The overall safety profile of this regimen in BRUIN CLL-322 was consistent with
the known safety profile of each medicine, with little additive toxicity
observed with the addition of pirtobrutinib to venetoclax and rituximab. Rates
of Grade =3 adverse events (AEs) were similar with PVR compared to VR (78.8%
versus 73.0%, respectively). Low rates of any grade atrial fibrillation/flutter
(3.5% versus 2.6%, respectively), hypertension (12.0% versus 7.4%,
respectively), and hemorrhage (14.2% versus 10.6%, respectively) were seen with
PVR versus VR.
Grade =3 clinical AEs of interest included neutropenia (50.3% versus 43.7%,
respectively) and tumor lysis syndrome (0.9% versus 3.9%, respectively) in the
PVR and VR arms. Discontinuation rates due to treatment-related AEs were
similar across the PVR and VR study arms (5.4% versus 5.1%, respectively). The
addition of pirtobrutinib to VR also allowed for downgrading of tumor lysis
risk, with 78% of high-risk patients downgraded to medium (n=20) or low risk
(n=18), and 61% of medium-risk patients downgraded to low risk.

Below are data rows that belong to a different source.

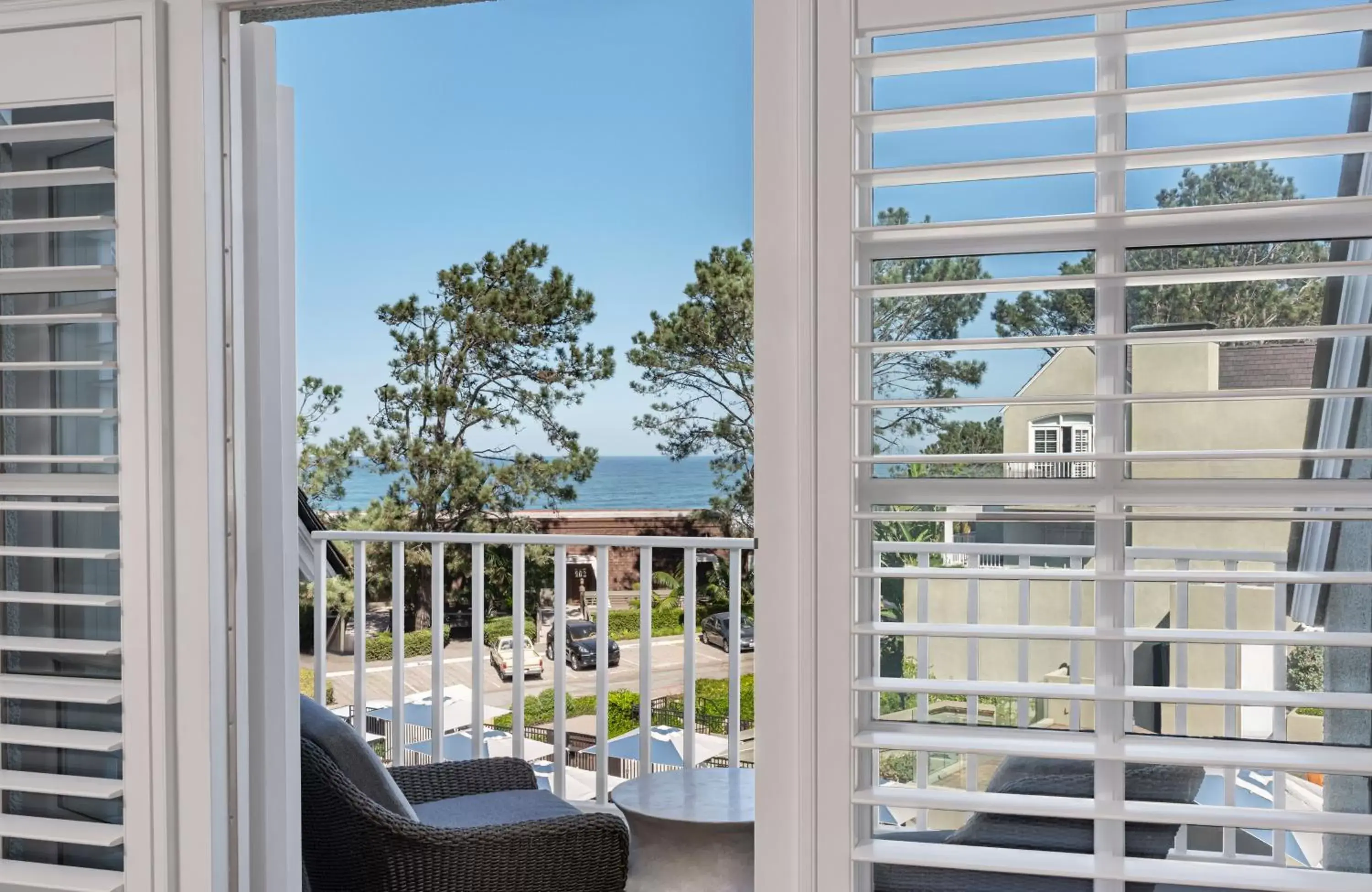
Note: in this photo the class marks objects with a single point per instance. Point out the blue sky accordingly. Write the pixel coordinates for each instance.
(619, 134)
(616, 132)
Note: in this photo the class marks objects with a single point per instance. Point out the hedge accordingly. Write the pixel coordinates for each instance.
(623, 625)
(308, 687)
(416, 644)
(711, 700)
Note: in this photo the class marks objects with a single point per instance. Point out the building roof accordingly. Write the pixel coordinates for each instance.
(1274, 364)
(308, 10)
(311, 522)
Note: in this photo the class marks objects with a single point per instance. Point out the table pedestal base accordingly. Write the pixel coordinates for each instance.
(680, 857)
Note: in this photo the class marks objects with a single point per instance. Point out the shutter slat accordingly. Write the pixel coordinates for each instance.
(59, 599)
(59, 553)
(1132, 160)
(1138, 634)
(1134, 279)
(22, 876)
(55, 179)
(92, 508)
(57, 131)
(1008, 742)
(24, 459)
(61, 784)
(61, 739)
(1193, 396)
(1220, 335)
(59, 485)
(46, 412)
(55, 224)
(59, 645)
(1049, 691)
(1084, 809)
(58, 319)
(58, 831)
(61, 689)
(1163, 38)
(44, 279)
(1249, 90)
(1261, 221)
(1187, 873)
(58, 365)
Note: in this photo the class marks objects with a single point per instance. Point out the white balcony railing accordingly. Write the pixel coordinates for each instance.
(1049, 470)
(400, 735)
(1254, 704)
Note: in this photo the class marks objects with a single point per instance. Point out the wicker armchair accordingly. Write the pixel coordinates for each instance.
(353, 844)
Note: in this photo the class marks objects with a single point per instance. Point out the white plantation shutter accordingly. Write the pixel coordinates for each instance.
(1135, 621)
(73, 460)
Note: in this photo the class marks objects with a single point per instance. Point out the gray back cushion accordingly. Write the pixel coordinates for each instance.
(1029, 776)
(353, 757)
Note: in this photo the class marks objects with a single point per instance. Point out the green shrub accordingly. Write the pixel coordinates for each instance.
(308, 687)
(416, 644)
(538, 710)
(1305, 667)
(498, 628)
(667, 621)
(898, 766)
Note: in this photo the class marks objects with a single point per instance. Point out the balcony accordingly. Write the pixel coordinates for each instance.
(999, 643)
(577, 757)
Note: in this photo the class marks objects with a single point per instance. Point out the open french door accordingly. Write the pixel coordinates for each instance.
(80, 460)
(265, 584)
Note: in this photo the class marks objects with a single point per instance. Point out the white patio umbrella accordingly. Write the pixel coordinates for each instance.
(581, 784)
(667, 746)
(457, 713)
(459, 747)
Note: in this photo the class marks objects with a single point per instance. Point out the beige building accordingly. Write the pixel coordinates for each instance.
(1064, 429)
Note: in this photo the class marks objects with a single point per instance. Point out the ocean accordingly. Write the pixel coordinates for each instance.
(618, 482)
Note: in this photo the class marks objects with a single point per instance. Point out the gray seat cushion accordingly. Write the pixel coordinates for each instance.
(485, 810)
(1029, 776)
(353, 757)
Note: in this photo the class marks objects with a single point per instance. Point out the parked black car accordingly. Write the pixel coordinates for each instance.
(581, 645)
(715, 630)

"These remarkable findings support the potential addition of two years of
Jaypirca to a time-limited venetoclax-based regimen in relapsed or refractory
CLL," said Jacob Van Naarden, executive vice president and president of
Lilly Oncology.
"BRUIN CLL-322 enrolled a mostly covalent BTK inhibitor-pretreated
population, ensuring that these results have applicability to the modern CLL
treatment landscape where covalent BTK inhibitor use is now common.

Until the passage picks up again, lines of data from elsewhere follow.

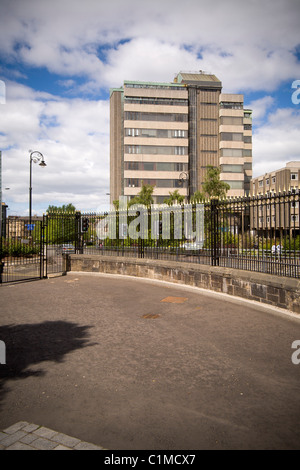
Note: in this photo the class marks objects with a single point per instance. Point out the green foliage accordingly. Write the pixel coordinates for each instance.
(16, 248)
(197, 197)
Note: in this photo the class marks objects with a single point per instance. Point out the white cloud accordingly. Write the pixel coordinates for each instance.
(249, 45)
(260, 107)
(277, 142)
(72, 135)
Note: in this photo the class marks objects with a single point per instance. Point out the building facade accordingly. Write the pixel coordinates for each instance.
(279, 193)
(166, 134)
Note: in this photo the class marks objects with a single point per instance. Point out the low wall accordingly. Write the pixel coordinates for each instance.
(273, 290)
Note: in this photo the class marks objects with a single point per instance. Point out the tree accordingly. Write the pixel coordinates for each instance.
(197, 197)
(212, 185)
(174, 197)
(144, 196)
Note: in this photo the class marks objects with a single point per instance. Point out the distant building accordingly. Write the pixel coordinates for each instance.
(277, 181)
(166, 134)
(277, 209)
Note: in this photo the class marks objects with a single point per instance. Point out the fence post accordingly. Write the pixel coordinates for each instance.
(214, 232)
(78, 247)
(43, 245)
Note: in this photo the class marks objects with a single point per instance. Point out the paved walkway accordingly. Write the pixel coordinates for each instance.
(129, 364)
(29, 436)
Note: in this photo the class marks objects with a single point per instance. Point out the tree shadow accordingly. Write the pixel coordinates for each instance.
(31, 344)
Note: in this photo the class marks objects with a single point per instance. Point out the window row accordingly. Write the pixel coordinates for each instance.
(156, 150)
(232, 168)
(236, 153)
(155, 166)
(137, 183)
(165, 117)
(159, 133)
(231, 105)
(235, 137)
(157, 101)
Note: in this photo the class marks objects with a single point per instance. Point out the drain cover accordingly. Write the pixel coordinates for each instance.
(174, 300)
(151, 315)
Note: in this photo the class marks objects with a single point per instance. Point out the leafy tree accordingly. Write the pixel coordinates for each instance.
(197, 197)
(174, 197)
(212, 185)
(144, 196)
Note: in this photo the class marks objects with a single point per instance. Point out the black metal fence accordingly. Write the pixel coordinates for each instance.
(256, 234)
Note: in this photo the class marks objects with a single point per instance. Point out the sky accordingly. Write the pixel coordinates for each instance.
(59, 58)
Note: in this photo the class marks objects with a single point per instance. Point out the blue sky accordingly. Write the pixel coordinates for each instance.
(58, 60)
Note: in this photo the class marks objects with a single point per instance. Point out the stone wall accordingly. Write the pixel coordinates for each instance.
(273, 290)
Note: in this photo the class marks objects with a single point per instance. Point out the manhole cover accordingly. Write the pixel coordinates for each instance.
(174, 300)
(151, 315)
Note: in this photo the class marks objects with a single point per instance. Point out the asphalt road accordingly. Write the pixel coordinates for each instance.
(129, 364)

Additionally, these data further strengthen the unique body of evidence for
Jaypirca across the CLL continuum, from monotherapy to combination therapy and
across multiple settings where CLL patients need effective treatment."
Lilly plans to submit results from the BRUIN CLL-322 study to global regulatory
authorities with the goal of further expanding Jaypirca's label. The company is
studying Jaypirca in CLL/SLL in multiple Phase 3 studies.